San Diego Spotlight

Photo by Rich Campbell

Padres Hold On Following Hairston’s Blast

Scott Hairston smacked a two run homer to the second deck in left and gave the Padre pitching staff all the margin it needed to down the Astros 2-1 in the second game of 2008.

Chris Young
didn’t have his best stuff but still managed to last five and two-thirds against Houston and pick up the win. The Padre bullpen, led by Heath Bell and Trevor Hoffman, protected a one run lead through the final three and a third. Brandon Backe pitched well for Houston, but one mistake was too many against a Friar squad that has started 2008 winning games with the same pitching and defense formula that sent them to the playoffs two of the last three years.

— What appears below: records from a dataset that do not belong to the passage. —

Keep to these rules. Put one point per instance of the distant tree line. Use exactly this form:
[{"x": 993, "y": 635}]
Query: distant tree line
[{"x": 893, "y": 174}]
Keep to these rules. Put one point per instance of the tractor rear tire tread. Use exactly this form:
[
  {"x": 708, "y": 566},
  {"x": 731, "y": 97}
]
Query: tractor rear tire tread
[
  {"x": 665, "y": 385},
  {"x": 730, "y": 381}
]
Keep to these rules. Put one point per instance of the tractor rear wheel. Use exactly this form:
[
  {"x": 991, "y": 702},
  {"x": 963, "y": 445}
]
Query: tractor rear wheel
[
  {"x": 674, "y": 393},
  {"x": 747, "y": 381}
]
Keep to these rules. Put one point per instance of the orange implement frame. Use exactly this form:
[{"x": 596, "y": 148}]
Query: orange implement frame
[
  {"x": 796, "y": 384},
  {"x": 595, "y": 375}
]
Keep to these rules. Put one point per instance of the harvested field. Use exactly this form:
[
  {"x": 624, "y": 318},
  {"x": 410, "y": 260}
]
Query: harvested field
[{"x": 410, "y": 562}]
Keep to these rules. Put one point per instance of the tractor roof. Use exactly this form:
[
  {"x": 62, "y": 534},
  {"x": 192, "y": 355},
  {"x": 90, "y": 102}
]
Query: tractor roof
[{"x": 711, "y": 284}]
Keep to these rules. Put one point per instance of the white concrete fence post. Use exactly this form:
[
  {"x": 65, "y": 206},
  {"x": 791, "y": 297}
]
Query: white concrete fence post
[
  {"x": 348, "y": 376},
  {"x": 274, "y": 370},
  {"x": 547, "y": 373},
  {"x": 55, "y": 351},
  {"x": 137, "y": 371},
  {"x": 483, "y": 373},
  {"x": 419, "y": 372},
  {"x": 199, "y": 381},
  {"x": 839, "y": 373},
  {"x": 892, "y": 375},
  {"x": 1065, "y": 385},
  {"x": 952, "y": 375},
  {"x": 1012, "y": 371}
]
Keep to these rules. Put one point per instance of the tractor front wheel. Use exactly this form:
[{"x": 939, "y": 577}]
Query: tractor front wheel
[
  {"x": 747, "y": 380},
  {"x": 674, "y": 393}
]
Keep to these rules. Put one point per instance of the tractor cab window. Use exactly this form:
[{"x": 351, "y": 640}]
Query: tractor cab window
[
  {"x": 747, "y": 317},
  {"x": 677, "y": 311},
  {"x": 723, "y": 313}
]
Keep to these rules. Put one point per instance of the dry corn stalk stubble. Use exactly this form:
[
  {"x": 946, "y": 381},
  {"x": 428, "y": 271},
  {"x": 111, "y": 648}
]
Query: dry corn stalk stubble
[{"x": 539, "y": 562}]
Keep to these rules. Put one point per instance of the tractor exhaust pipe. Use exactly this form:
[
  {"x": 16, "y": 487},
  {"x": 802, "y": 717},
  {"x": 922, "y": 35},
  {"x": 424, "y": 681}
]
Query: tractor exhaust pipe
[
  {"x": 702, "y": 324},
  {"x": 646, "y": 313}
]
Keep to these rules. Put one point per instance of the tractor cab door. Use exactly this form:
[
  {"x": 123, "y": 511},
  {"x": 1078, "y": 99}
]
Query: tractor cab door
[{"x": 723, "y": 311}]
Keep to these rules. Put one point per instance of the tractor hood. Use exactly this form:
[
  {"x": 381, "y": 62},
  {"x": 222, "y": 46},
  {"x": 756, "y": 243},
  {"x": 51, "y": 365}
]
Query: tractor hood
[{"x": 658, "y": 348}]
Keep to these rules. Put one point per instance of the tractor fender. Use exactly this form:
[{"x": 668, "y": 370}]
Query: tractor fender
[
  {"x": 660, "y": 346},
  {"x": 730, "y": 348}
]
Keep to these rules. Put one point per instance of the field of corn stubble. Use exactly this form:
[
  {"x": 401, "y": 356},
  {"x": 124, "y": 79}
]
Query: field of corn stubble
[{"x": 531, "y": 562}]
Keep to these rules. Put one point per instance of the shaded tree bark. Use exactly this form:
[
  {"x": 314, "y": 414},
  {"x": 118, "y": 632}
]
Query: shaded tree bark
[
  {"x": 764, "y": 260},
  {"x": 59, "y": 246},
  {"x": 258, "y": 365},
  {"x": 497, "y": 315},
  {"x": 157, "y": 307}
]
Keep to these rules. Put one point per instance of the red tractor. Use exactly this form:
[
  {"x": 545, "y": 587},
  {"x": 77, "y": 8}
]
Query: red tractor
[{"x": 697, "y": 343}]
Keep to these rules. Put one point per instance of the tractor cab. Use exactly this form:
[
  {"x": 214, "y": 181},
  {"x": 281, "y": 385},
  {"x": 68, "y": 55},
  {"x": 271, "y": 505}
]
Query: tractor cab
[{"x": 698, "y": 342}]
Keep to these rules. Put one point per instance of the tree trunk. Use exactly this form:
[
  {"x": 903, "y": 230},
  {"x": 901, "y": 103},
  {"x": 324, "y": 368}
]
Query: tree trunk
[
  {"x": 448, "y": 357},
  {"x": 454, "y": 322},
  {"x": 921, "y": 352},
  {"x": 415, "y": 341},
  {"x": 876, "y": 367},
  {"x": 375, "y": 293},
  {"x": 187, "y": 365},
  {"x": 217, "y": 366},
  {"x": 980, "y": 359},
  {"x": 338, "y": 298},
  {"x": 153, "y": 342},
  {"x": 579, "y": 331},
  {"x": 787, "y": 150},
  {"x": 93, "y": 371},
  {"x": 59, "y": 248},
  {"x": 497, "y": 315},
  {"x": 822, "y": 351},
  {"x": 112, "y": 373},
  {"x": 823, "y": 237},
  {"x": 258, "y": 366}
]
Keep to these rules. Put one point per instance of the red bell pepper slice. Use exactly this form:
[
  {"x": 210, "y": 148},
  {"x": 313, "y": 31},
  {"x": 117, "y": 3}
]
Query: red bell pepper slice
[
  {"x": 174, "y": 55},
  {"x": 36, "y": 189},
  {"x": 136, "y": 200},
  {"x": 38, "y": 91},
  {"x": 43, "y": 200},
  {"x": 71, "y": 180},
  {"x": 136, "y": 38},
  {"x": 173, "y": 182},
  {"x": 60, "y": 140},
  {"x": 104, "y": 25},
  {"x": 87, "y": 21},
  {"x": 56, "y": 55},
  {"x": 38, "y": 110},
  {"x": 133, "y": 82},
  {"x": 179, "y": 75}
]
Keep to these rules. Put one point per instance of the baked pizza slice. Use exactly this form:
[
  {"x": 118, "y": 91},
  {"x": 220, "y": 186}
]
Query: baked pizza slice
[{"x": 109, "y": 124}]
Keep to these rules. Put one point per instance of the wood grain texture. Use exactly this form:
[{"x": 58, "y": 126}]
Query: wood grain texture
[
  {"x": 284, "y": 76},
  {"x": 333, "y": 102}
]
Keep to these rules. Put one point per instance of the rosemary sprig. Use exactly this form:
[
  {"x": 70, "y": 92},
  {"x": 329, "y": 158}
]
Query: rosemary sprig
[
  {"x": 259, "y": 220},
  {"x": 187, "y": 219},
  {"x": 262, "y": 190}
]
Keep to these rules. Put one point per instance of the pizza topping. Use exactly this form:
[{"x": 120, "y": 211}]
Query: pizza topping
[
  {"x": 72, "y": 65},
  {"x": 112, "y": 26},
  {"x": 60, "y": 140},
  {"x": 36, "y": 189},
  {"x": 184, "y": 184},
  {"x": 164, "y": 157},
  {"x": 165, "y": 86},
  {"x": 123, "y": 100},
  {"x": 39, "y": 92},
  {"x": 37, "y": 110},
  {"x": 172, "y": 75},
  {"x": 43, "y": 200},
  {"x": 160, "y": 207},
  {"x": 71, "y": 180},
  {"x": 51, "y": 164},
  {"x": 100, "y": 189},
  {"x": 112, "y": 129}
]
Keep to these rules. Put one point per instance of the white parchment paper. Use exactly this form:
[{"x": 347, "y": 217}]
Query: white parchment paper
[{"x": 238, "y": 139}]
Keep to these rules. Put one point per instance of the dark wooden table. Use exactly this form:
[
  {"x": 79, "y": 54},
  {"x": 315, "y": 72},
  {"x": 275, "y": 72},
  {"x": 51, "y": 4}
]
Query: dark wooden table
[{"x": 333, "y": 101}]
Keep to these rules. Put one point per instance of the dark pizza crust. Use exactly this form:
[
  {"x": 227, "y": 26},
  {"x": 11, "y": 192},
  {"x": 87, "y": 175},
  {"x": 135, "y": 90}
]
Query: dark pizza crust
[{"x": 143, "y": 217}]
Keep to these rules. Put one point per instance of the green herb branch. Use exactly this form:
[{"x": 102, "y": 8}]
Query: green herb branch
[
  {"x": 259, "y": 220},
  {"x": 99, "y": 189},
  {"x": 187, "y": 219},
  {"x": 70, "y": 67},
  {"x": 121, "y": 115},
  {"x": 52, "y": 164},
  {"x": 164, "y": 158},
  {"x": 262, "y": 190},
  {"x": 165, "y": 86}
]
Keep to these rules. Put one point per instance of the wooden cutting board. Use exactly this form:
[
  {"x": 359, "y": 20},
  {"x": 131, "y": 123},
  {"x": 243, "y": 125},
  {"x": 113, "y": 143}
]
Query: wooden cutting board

Backe had trouble in the fourth, giving up a single to Kevin Kouzmanoff before Adrian Gonzalez sent a long fly ball to center. However, as he had done the night before, Astro center fielder Michael Bourn made A-Gon’s powerful swing count for naught, leaving Kouz at first. Scott Hairston must have been paying attention. Instead of sending his 393 foot blast to center to die in Bourn’s glove, he directed it to left where even Petco couldn’t hold it. It ended up in the first row of the second deck, scoring the only two Padre runs. When Khalil Greene followed with a double off the left field wall, Backe appeared finished. But he settled down and got Josh Bard on a pop up to second and struck out Young to hold the Friars to a deuce.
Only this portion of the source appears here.